A strong voice shouted in the doorway without any ceremony and with a
sort of jeering accent:
"Tengga's boats are out in the mist."
Lingard half rose from his seat, Belarab himself could not repress a
start. Lingard's attitude was a listening one, but after a moment
of hesitation he ran out of the hall. The inside of the stockade was
beginning to buzz like a disturbed hive.
Outside Belarab's house Lingard slowed his pace. The mist still hung. A
great sustained murmur pervaded it and the blurred forms of men were all
moving outward from the centre toward the palisades. Somewhere amongst
the buildings a gong clanged. D'Alcacer's raised voice was heard:
"What is happening?"
Lingard was passing then close to the prisoners' house. There was a
group of armed men below the verandah and above their heads he saw Mrs.

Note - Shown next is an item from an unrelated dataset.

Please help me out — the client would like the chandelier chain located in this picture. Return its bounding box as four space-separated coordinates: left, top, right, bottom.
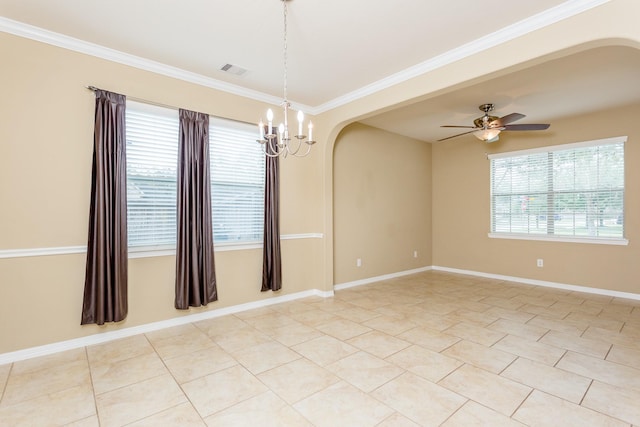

Travers by the side of d'Alcacer. The fire by which Lingard had spent
the night was extinguished, its embers scattered, and the bench itself
lay overturned. Mrs. Travers must have run up on the verandah at the
first alarm. She and d'Alcacer up there seemed to dominate the tumult
which was now subsiding. Lingard noticed the scarf across Mrs. Travers'
face. D'Alcacer was bareheaded. He shouted again:
"What's the matter?"
"I am going to see," shouted Lingard back.